French warplanes and personnel are also stationed at Al-Dhafra Air Base, a major facility outside the Emirati capital of Abu Dhabi that's also home to several thousand American troops.
Macron's keen interest in forging personal relationships with Abu Dhabi's crown prince and his counterpart in Saudi Arabia, Mohamed bin Salman Al Saud, makes him a welcome guest in the region. Both Gulf leaders value a degree of pragmatism when discussing democracy and human rights issues on which their countries have been heavy criticized by rights groups and European lawmakers while pursuing business opportunities.
Months after Macron was elected in 2017, he traveled to the UAE to inaugurate Louvre Abu Dhabi, built under a $1.2 billion agreement to share the name and art of the world-famous museum in Paris.
In September, Macron hosted Abu Dhabi's crown prince at the historic Chateau de Fontainebleau outside Paris, which was restored in 2019 with a UAE donation of 10 million euros ($11.3 million).
The UAE and France have also become increasingly aligned over a shared mistrust of Islamist political parties across the Middle East, and backed the same side in Libya's civil strife.
A senior French presidency official who spoke to reporters ahead of the trip on customary condition of anonymity said Macron will continue to push and support the efforts that contribute to the stability of the region, from the Mediterranean to the Gulf.
Gulf tensions will be discussed, the official said, in particular the revived talks about Iran's nuclear deal with world powers, following the U.S. withdrawal from the agreement by President Donald Trump. Gulf countries have long been concerned by Iran's nuclear ambitions and influence across the region, particularly in Iraq, Syria and Lebanon.
This is a hot topic, the French official said, adding that Macron discussed the issues in a phone call Monday with Iran's president. He will talk about the call and the issues including the nuclear deal talks in Vienna with Gulf leaders, who are directly concerned by this subject, like all of us but also because they are (Iran's) neighbors, the official said.
France, along with Germany and the U.K., thinks the 2015 nuclear agreement with minor tweaks is the way forward with Iran, analysts say.
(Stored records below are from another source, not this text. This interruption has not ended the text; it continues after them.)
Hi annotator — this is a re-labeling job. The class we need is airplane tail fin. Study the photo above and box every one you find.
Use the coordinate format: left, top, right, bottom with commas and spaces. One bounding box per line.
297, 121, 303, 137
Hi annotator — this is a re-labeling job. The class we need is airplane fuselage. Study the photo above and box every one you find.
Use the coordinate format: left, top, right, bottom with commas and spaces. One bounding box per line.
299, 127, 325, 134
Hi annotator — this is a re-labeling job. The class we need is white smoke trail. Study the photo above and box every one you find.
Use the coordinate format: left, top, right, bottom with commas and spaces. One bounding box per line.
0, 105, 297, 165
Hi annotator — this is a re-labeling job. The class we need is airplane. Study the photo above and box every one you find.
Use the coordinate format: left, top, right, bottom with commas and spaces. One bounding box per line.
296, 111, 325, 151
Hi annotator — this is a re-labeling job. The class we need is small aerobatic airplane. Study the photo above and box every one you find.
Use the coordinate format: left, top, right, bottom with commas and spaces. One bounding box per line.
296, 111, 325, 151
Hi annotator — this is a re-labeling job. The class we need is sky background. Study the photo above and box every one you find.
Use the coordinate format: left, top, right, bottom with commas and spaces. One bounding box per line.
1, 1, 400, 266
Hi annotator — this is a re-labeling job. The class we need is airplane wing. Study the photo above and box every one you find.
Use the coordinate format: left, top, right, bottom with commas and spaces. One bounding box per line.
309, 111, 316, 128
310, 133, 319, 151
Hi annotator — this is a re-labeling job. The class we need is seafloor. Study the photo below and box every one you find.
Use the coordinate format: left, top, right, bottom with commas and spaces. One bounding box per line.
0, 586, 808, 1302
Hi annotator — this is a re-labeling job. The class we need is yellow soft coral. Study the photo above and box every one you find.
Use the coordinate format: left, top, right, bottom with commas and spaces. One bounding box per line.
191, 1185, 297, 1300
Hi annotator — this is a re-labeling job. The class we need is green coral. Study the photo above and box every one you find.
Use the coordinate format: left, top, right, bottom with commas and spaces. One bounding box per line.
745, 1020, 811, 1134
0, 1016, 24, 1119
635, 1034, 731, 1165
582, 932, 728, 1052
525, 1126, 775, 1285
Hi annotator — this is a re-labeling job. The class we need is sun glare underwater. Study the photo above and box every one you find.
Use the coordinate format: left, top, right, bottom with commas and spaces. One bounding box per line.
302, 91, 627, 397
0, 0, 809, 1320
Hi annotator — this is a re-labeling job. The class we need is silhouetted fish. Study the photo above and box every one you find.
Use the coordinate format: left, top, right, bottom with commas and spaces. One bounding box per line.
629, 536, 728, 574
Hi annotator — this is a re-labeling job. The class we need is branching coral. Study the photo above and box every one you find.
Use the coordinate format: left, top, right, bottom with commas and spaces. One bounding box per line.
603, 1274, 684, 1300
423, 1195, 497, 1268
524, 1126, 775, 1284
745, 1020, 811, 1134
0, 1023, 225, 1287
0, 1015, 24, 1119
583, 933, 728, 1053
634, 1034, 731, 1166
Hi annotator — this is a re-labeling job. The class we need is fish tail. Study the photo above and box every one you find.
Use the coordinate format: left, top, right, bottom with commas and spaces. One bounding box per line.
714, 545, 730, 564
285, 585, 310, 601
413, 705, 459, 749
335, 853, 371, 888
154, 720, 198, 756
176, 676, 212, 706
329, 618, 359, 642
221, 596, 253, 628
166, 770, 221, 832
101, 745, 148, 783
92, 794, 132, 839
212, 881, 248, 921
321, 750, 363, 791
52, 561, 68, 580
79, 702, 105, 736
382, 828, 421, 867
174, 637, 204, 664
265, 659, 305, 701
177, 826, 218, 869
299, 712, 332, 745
The UAE and Saudi Arabia have bitterly opposed the West's negotiated deal with Iran.
Although the Gulf countries did not like the West's deal with Iran, the prospect of it falling apart acrimoniously is also bad for them and arguably presents worse risks, said Jane Kinninmont, a London-based Gulf expert with the European Leadership Network think-tank.
Their view has always been the West should have gotten more out of Iran before sealing the deal, Kinninmont said. But if the West walks away with nothing, the Gulf countries are beginning to understand that their security will not improve as a result.